LLMs are a powerful reasoning tool. But static analysis, fuzzing, formal verification, symbolic execution are powerful verification tools. The best results come when LLM reasoning is confirmed by external tools, not when the LLM checks itself.
Principle 5: Concrete numbers instead of vague promises
We don't promise to "revolutionize smart contract security." We promise to:
- Publish precision/recall of our system on open benchmarks
- Compare against baselines (raw GPT-4, Slither alone, human auditors)
- Show what specifically each component adds to the result
- Acknowledge where we are worse than alternatives
What we don't promise
- We don't promise to replace auditors. Almost 49% of findings resist automated detection entirely (Trail of Bits, 2019). The goal is augmentation, not replacement.
- We don't promise zero false positives. Even the best approaches (iAudit, 91% F1) have ~9% error rate. The goal is to minimize while preserving recall.
- We don't promise to find every bug.

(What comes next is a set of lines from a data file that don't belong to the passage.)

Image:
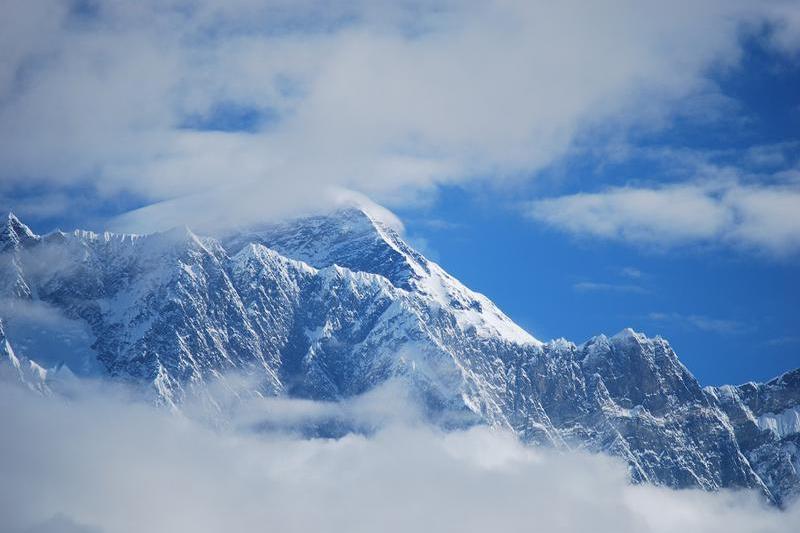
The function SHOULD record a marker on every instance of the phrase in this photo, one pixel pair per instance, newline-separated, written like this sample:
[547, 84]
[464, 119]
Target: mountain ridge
[330, 306]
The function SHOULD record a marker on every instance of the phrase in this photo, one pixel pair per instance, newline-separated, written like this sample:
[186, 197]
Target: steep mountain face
[766, 420]
[329, 307]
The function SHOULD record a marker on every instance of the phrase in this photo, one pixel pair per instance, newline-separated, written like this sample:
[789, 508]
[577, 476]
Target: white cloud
[701, 322]
[379, 97]
[104, 463]
[592, 286]
[761, 217]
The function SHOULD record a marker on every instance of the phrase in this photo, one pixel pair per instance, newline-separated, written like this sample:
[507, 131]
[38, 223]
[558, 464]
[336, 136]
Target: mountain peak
[351, 237]
[15, 232]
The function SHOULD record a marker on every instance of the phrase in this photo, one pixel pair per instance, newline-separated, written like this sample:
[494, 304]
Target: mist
[103, 461]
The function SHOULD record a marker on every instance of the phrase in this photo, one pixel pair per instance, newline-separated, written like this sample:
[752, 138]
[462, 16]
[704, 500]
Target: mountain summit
[329, 307]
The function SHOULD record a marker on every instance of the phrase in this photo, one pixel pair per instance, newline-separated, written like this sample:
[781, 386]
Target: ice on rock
[327, 307]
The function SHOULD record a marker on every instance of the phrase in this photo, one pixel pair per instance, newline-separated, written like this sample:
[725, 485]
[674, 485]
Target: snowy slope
[328, 307]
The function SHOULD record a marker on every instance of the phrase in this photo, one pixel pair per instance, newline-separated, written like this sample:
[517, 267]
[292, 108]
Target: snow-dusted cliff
[329, 307]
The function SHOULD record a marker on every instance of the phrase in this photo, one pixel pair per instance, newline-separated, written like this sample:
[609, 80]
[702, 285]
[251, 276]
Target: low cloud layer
[105, 463]
[207, 109]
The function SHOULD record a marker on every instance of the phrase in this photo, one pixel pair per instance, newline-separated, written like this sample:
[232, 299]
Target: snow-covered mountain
[329, 307]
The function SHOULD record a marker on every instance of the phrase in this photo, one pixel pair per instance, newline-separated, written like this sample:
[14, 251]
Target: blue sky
[587, 166]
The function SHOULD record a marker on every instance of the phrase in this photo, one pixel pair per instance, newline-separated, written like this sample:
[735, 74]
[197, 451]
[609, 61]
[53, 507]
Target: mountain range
[331, 306]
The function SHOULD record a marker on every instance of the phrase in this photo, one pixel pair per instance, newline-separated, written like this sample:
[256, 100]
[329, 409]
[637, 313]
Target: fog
[104, 462]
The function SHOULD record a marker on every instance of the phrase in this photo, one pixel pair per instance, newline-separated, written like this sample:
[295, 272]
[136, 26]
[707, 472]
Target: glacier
[329, 307]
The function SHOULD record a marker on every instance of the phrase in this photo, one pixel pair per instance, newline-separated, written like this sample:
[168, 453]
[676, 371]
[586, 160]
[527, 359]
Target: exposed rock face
[766, 420]
[329, 307]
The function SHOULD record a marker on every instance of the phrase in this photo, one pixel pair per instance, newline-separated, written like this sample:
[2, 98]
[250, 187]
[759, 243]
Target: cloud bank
[764, 218]
[102, 463]
[208, 109]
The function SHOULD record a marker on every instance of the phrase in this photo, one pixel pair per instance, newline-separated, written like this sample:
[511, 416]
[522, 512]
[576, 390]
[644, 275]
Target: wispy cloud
[701, 322]
[591, 286]
[210, 110]
[761, 217]
[631, 272]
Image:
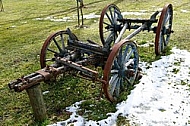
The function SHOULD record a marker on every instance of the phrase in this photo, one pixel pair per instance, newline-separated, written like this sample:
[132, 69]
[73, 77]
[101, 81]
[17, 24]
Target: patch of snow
[133, 13]
[162, 98]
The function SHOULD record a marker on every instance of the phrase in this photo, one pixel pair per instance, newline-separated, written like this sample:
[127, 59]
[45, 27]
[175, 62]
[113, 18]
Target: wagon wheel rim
[121, 70]
[109, 27]
[54, 46]
[164, 29]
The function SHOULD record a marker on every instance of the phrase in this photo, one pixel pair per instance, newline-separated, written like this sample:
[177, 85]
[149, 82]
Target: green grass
[21, 39]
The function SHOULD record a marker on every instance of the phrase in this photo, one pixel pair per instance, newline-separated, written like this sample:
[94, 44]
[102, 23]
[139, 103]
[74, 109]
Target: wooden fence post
[1, 5]
[37, 102]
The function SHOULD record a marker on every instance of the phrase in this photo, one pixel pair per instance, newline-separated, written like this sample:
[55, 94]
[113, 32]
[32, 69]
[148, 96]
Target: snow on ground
[162, 98]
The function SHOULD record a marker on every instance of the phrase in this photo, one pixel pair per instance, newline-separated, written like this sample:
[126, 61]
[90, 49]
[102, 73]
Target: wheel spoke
[110, 10]
[60, 50]
[128, 55]
[109, 18]
[52, 51]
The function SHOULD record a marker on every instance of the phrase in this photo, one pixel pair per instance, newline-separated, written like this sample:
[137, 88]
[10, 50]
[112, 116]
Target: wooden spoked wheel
[55, 46]
[164, 29]
[109, 27]
[121, 69]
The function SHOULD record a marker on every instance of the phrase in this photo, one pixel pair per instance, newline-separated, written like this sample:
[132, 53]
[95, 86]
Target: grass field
[25, 25]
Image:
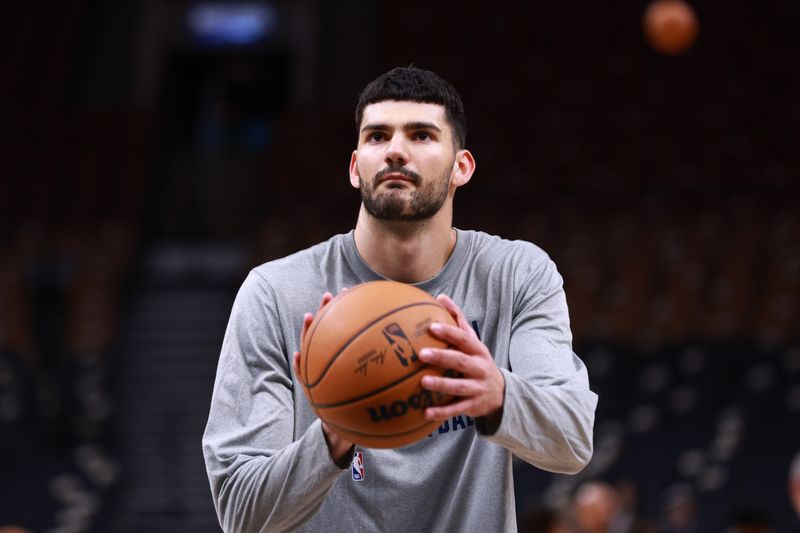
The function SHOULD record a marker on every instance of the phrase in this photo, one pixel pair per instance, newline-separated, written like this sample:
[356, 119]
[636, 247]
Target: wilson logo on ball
[417, 402]
[399, 408]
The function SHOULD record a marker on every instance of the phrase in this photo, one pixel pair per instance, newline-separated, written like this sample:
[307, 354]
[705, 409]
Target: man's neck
[409, 252]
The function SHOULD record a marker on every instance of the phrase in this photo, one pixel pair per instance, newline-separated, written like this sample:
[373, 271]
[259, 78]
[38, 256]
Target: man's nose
[396, 153]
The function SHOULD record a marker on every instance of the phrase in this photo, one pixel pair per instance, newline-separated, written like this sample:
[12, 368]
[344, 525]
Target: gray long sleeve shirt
[265, 452]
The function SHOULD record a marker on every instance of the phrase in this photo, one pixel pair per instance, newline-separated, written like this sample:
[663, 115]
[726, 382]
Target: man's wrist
[339, 449]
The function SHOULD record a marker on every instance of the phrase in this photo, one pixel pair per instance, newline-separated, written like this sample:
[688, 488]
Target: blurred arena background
[155, 150]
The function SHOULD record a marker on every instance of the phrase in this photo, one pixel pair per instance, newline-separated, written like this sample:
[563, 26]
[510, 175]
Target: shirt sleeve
[263, 477]
[548, 411]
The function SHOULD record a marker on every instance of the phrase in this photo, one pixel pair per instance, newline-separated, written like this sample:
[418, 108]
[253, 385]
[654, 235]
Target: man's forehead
[403, 111]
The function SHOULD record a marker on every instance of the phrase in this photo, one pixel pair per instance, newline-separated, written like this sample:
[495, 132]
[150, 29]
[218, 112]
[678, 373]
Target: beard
[400, 204]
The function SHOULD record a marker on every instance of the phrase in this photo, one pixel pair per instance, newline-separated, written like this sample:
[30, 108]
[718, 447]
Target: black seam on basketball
[372, 392]
[357, 334]
[311, 336]
[386, 436]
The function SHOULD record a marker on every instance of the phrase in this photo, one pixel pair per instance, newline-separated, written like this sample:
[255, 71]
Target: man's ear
[354, 181]
[463, 168]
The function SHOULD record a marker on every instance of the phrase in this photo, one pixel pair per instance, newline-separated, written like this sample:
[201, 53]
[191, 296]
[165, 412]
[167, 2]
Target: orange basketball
[670, 26]
[360, 366]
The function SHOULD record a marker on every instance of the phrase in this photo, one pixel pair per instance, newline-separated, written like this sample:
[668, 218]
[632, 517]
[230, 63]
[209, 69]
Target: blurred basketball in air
[670, 26]
[360, 366]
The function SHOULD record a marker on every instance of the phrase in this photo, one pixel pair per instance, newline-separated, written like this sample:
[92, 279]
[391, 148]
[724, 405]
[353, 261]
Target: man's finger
[464, 339]
[454, 310]
[296, 365]
[447, 358]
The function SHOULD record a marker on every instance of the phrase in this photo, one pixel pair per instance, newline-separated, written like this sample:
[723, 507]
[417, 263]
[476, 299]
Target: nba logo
[357, 468]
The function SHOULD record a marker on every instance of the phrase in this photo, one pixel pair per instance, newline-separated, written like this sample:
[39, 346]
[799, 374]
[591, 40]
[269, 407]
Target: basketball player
[273, 466]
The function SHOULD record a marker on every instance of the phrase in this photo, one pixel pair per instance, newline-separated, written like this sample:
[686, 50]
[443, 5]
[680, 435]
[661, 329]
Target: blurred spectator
[794, 488]
[596, 508]
[679, 514]
[543, 520]
[749, 521]
[628, 518]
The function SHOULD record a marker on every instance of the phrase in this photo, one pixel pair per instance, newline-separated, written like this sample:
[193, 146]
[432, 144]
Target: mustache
[395, 169]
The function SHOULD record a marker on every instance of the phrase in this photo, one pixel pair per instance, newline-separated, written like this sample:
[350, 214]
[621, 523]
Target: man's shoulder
[493, 247]
[299, 265]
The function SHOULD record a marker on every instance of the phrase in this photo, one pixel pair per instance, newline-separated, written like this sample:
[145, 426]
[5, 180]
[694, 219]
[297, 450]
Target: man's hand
[481, 389]
[337, 446]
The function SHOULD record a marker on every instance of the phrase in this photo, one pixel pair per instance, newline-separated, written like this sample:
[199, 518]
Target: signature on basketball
[376, 357]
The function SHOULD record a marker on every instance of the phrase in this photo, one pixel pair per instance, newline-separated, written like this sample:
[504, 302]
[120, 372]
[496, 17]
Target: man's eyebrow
[407, 126]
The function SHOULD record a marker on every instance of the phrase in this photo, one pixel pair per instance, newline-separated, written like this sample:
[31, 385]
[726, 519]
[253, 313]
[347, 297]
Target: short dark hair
[416, 85]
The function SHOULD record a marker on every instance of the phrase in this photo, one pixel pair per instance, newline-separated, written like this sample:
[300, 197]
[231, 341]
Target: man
[274, 466]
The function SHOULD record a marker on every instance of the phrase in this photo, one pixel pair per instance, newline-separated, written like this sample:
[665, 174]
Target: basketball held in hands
[360, 366]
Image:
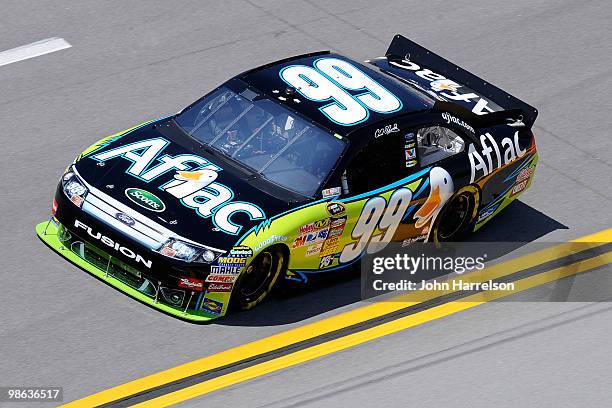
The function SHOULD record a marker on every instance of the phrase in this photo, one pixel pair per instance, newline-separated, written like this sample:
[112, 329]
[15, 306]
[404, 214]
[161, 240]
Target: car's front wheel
[458, 216]
[259, 278]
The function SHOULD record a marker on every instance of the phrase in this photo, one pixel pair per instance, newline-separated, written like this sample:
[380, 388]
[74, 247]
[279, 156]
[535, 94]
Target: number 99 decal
[330, 79]
[376, 214]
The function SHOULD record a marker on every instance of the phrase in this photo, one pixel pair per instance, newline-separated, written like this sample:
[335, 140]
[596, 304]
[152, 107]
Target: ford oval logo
[126, 219]
[145, 199]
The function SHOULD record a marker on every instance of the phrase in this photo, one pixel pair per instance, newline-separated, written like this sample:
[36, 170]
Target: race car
[293, 168]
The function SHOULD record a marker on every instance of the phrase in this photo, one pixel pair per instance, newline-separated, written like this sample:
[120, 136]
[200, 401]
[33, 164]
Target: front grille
[123, 272]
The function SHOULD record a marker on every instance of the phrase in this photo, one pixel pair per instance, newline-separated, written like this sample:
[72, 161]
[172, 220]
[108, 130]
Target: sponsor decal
[109, 242]
[320, 224]
[420, 238]
[224, 270]
[387, 130]
[269, 241]
[331, 192]
[306, 228]
[330, 79]
[212, 306]
[485, 214]
[451, 119]
[330, 246]
[124, 218]
[220, 287]
[310, 238]
[241, 251]
[314, 249]
[448, 88]
[524, 174]
[193, 183]
[326, 261]
[77, 200]
[518, 187]
[336, 222]
[231, 261]
[191, 283]
[212, 278]
[484, 162]
[336, 232]
[173, 296]
[336, 209]
[145, 199]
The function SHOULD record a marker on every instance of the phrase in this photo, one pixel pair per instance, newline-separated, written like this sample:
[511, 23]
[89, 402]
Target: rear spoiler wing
[510, 107]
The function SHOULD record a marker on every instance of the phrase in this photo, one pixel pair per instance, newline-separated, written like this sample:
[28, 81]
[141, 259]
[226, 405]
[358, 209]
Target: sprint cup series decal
[193, 183]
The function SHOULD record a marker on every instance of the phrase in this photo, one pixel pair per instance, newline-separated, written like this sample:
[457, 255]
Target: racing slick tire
[458, 217]
[259, 278]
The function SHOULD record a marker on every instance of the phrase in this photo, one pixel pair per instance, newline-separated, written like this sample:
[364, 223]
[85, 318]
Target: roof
[290, 88]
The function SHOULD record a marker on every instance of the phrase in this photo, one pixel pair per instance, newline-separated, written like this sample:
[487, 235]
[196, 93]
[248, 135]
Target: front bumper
[122, 276]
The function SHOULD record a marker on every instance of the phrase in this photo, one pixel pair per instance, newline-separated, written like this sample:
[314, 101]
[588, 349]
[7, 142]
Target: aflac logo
[193, 184]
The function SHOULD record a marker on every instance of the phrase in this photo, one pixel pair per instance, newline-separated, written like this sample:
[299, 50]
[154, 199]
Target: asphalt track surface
[131, 62]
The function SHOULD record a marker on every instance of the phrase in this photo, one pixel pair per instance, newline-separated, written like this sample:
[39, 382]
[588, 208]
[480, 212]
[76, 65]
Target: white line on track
[32, 50]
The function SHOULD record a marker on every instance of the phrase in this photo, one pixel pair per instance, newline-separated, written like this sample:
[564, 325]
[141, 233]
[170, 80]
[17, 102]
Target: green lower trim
[47, 232]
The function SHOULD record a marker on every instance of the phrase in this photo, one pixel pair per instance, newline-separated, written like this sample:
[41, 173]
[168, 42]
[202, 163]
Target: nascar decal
[331, 79]
[478, 165]
[193, 183]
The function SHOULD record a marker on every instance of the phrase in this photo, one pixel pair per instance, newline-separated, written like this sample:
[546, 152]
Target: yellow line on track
[372, 333]
[344, 320]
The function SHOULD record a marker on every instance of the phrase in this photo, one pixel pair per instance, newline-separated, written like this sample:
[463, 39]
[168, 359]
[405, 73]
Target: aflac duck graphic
[441, 189]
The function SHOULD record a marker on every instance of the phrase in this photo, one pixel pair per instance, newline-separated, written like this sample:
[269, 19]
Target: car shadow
[517, 225]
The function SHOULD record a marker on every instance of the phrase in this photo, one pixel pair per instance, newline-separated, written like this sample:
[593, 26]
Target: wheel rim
[456, 217]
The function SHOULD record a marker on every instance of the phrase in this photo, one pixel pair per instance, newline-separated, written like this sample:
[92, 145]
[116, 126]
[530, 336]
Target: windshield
[264, 136]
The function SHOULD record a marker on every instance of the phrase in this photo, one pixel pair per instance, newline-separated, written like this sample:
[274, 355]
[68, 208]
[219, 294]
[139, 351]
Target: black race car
[292, 168]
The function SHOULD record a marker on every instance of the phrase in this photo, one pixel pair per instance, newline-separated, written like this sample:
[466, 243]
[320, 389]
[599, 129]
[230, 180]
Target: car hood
[222, 202]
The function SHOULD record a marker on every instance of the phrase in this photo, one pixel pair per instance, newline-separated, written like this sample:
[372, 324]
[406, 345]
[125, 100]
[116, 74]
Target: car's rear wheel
[457, 218]
[259, 278]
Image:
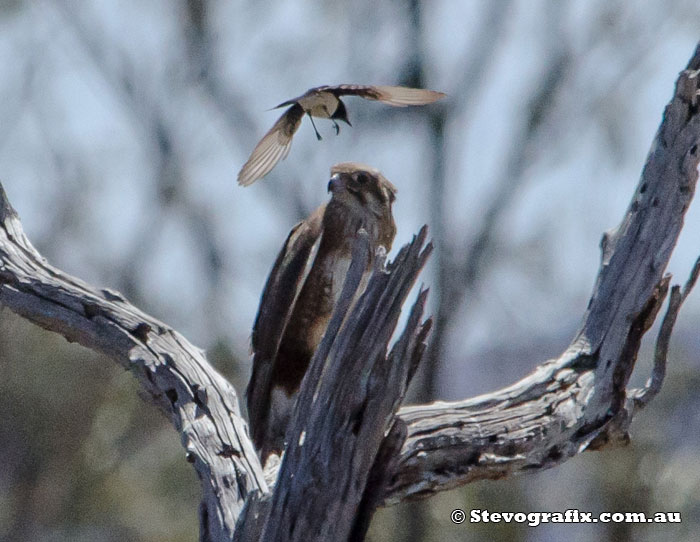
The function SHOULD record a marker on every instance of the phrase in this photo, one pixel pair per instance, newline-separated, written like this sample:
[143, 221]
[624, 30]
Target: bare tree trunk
[349, 450]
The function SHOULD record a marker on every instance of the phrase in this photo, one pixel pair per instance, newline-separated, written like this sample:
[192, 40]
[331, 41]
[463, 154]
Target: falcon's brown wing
[281, 289]
[396, 96]
[273, 147]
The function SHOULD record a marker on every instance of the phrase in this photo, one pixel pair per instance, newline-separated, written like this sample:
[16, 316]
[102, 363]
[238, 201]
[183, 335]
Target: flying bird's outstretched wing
[273, 147]
[396, 96]
[282, 287]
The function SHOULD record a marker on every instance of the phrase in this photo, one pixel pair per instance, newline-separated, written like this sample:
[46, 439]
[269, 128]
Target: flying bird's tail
[403, 96]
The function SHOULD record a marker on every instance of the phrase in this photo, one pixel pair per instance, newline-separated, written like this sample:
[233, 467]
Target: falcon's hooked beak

Even 10 human audits from 6 firms didn't prevent the Euler Finance exploit. $197M drained before the attacker ultimately returned the funds. Notably, the vulnerability was introduced in a code update (eIP-14) after most audits' scope (AnChain.AI). Security is a probabilistic process.
- We don't promise our approach is the only correct one. The industry moves fast. Exploit revenue doubles roughly every 1.3 months (Anthropic SCONE-bench), though this trend is expected to plateau. What works today may be obsolete in six months.
How we measure progress
| Metric | Current baseline (industry) | Our target |
|---|---|---|
| Precision (production AI) | ~55% (Sherlock AI) | Step 1: >70% / Step 2: >85% |
| Precision (raw LLM) | 22.6-50% depending on model and benchmark (Chen et al., Sherlock) | >50% (with hybrid pipeline) |
| Recall (overall) | 30% (Nethermind) | Step 1: >40% / Step 2: >60% |
| Recall (critical/high) | 42-43% (Nethermind) | Step 1: >55% / Step 2: >70% |
| False positive rate | 45-85% depending on model (Xiao et al.) | Step 1: <30% / Step 2: <15% |
| Cost per scan | $5K-$250K+ (manual audit, depending on complexity) | <$100 (automated) |
| Time per scan | Days-weeks (manual) | <1 hour (automated) |
Every metric is measured on open benchmarks. Results are published.
Summary
Three challenges:
Capability boundaries. AI catches patterns at 73.7-100% F1 on lab benchmarks, but real-world recall drops to ~48%. It breaks on business logic, cross-contract, and novel vulnerabilities. We systematically explore and push this boundary through hybrid architectures (LLM + formal verification + static analysis + CPG slicing).
Reliability. Production tools at ~55% precision. Academic systems claim 91% F1, but on sterile benchmarks, not real-world code. We focus on improving production results on live audits. Through external tool verification, fine-tuning, ensemble voting, constrained decoding. Each approach measured on real codebases, not lab datasets.
Fragmentation. 200+ tools, minimal integration. We test, catalog, and integrate the best of what exists into a unified pipeline with measurable results.
The path: through knowledge of everything the industry has (AI and beyond), testing all existing approaches, and research aimed at practice and immediate results.